Finding relevance judgements in the wild

We recently heard our poster on online forum search was accepted to SIGIR 09, and I’ve been wanting to post something about the test setup we used in that study.

There’s no existing IR test collection for such a task, although some similar datasets do exist. For various reasons we weren’t able to create a traditional test collection, with user-issued queries and deep pools of relevance judgements. But, this particular dataset and possibly other online dialog archives can be mined to produce a ready-made IR test collection.
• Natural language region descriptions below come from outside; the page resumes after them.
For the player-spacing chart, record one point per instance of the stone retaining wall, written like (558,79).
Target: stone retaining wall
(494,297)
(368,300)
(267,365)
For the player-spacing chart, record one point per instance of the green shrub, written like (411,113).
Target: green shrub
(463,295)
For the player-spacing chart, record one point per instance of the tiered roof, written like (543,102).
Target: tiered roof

The users of the online forum we’ve been looking at frequently include links in their forum posts — often to previous messages and threads in the same forum. These links are sometimes in response to a new user’s question, and refer the user to a previous instance of the same (or similar) question and an answer contributed by another user. Here’s a few examples to illustrate my point. This interaction among forum users can be used as a form of query/relevance judgement pair. See the paper for a few more details on how we characterize the presence of a question-post/answer-link pair.

This type of test collection creation does have some distinct advantages over the typical retrieval test collections used at TREC. First, the queries represent real information needs of real users of the online forum. Many TREC queries are pulled from search engine logs, but frequently (as in the Blog Track’s Feed Distillation task) the queries are invented by participants or assessors. The information needs present in the online forum posts are much more verbose than typical keyword queries on a web search engine, providing a retrieval system more evidence with which to use in relevance scoring. The “relevance judgement”, provided by another forum user linking to a previous thread, also presents in-situ relevance information — sensitive not only to the original question, but also to the overall nature of the forum and the time when the question was asked.

There are several drawbacks inherent in this type of corpus creation, most importantly with regard to the exhaustiveness of the relevance assessment. Typically in TREC-style collection development, ranked results from several retrieval systems are pooled and those pooled documents are assessed for relevance. When the systems’ output is sufficiently diverse and relevance assessment is sufficiently deep, this produces a reasonably complete relevance assessment for each query — if a relevant document is in the collection, it would most likely be retrieved by one of the systems and be judged by being admitted into the pool. The method of collecting relevance judgements we use in our SIGIR poster, on the other hand, will not produce anything close to an exhaustive set of relevant threads. In the great majority of cases, only a single thread is linked to in a subsequent reply message. There is no guarantee that this thread is the best or only relevant thread in the collection. For this reason, we must take care not to assume non-judged threads are necessarily irrelevant.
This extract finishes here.